The primary route of transmission of SARS-CoV-2, the novel coronavirus that causes Covid-19, is understood to be via airborne droplets. But respiratory viruses like SARS-CoV-2 can be transmitted not only via the air but also through contact with contaminated objects. Scientists at Paderborn University, Germany have examined what helps viruses attach themselves to surfaces, and published their findings in the journal Advanced Nano-Biomed Research.
“It is generally known that coronaviruses are primarily transmitted via the air. However, several studies have now also identified transmission through contaminated surfaces as an important factor. There is increasing evidence that they can play a key role in the spread of viral infections,” physicist Dr Adrian Keller of Paderborn University said in a statement.
Keller and colleagues examined specifically the proteins that make up the viral envelope — the outermost layer of the virus.
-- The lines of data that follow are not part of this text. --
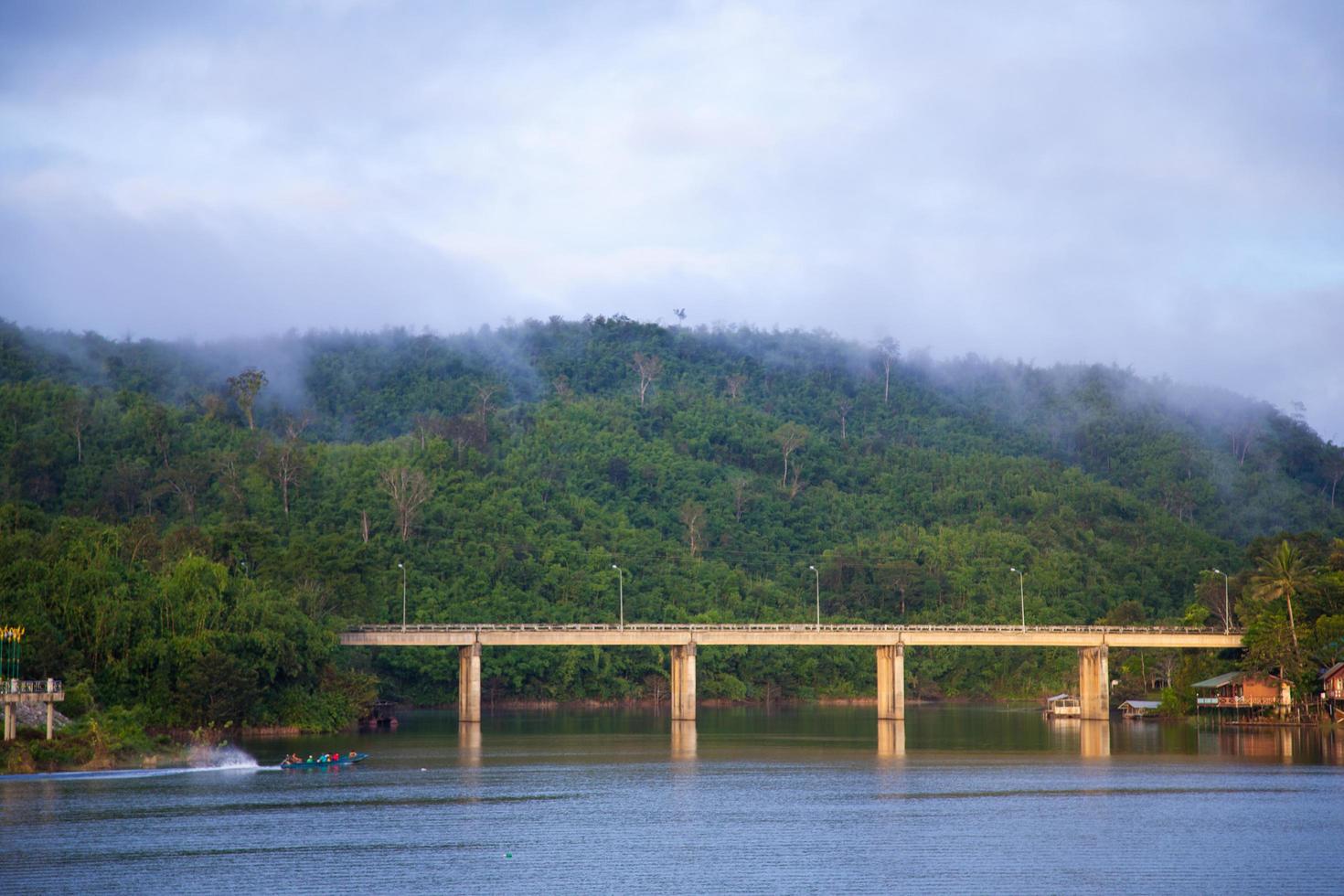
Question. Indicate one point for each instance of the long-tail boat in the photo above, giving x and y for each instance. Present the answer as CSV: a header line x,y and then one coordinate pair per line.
x,y
346,759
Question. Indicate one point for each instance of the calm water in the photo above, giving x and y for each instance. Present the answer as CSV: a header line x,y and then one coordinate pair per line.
x,y
815,799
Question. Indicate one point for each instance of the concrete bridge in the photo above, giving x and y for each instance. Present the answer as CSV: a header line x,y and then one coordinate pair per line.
x,y
890,643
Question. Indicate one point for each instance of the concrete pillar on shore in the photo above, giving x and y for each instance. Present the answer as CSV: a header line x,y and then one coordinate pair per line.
x,y
891,681
683,683
1094,683
469,683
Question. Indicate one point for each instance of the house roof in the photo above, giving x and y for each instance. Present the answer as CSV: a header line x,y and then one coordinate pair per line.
x,y
1218,681
1227,677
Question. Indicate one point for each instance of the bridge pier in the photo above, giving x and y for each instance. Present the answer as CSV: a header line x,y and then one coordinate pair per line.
x,y
1094,683
683,683
891,681
469,683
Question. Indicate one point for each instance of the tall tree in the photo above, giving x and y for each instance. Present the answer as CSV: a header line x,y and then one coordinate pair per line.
x,y
285,464
889,349
245,389
409,489
1284,575
649,368
77,418
481,407
692,516
791,438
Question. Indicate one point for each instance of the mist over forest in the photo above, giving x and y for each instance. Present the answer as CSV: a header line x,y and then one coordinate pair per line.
x,y
200,518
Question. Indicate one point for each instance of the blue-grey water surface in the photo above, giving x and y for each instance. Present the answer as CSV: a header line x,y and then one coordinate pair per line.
x,y
808,799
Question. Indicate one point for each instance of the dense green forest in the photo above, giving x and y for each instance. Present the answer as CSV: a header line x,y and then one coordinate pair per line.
x,y
185,528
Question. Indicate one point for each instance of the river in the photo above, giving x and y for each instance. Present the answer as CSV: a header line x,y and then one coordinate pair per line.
x,y
798,799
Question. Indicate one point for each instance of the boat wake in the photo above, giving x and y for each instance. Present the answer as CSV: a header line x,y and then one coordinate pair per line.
x,y
200,758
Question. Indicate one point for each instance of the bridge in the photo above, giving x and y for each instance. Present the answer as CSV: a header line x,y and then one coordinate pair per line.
x,y
890,643
15,690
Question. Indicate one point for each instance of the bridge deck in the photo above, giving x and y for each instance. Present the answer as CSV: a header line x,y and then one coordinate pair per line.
x,y
637,635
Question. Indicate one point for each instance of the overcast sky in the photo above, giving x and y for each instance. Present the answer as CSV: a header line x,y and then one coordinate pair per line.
x,y
1156,185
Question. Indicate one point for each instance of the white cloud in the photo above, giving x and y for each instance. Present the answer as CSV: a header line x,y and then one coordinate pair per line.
x,y
1058,182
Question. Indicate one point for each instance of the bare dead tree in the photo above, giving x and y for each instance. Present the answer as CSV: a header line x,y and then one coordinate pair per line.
x,y
649,368
187,481
740,496
791,438
409,489
231,477
77,418
245,389
1335,472
285,464
1217,600
841,414
1243,443
692,516
656,688
481,407
890,351
296,423
123,485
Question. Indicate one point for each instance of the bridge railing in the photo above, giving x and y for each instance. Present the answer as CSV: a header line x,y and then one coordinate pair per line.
x,y
775,626
25,686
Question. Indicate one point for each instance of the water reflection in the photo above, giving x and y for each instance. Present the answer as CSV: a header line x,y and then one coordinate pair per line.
x,y
1094,739
683,739
469,743
891,738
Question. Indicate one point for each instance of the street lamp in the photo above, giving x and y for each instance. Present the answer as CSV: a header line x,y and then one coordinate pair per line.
x,y
1227,609
818,597
402,567
1021,597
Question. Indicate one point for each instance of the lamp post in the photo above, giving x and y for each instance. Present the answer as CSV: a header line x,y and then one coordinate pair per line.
x,y
1021,595
818,597
402,567
1227,607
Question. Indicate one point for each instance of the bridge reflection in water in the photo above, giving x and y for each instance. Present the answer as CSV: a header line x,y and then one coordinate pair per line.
x,y
890,644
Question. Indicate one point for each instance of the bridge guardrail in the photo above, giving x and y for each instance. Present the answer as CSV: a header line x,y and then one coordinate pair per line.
x,y
25,686
780,626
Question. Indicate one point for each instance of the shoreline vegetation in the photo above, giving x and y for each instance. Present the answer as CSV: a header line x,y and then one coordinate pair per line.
x,y
116,744
186,528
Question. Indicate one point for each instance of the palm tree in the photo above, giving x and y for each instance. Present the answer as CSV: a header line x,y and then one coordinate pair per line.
x,y
1283,575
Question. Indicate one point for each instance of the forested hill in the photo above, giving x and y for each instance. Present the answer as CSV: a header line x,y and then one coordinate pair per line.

And the outermost point at the envelope is the spoke protein, the coronavirus’s key tool in infecting the human cell. The researchers said virus adsorption at non-living surfaces most likely involves the spike protein. “Understanding S1 spike protein interaction with fomite surfaces thus represents an important milestone on the road to fighting the spread of Covid-19,” they write in their paper.
To examine the adsorption of virus particles on non-living surfaces, the research used high-speed atomic force microscopy. The surfaces in the experiments were brought into contact with electrolytes carrying proteins that the researchers had isolated from the virus. To understand how coughed-out, virus-laden droplets would interact with these surfaces when landing on them, the researchers adjusted the salt concentrations and pH values of the electrolytes so that they resembled those of saliva or mucus. “The adsorption of the proteins on the surfaces occurs in these media and is intended to simulate the process of coughed-out, virus-laden droplets landing on surfaces,” Keller said.
It was found that on oxide surfaces, the adsorption of the spike protein is controlled by electrostatic interactions. Keller explained in the statement: “Among other things, this leads to the spike protein adsorbing less strongly on aluminium oxide than on titanium oxide… However, electrostatic interactions can be suppressed relatively easily, for example in concentrated salt solutions. We assume that these correlations between the surface and the spike protein also play a key role in the initial attachment of complete SARS-CoV-2 virus particles to the surfaces.”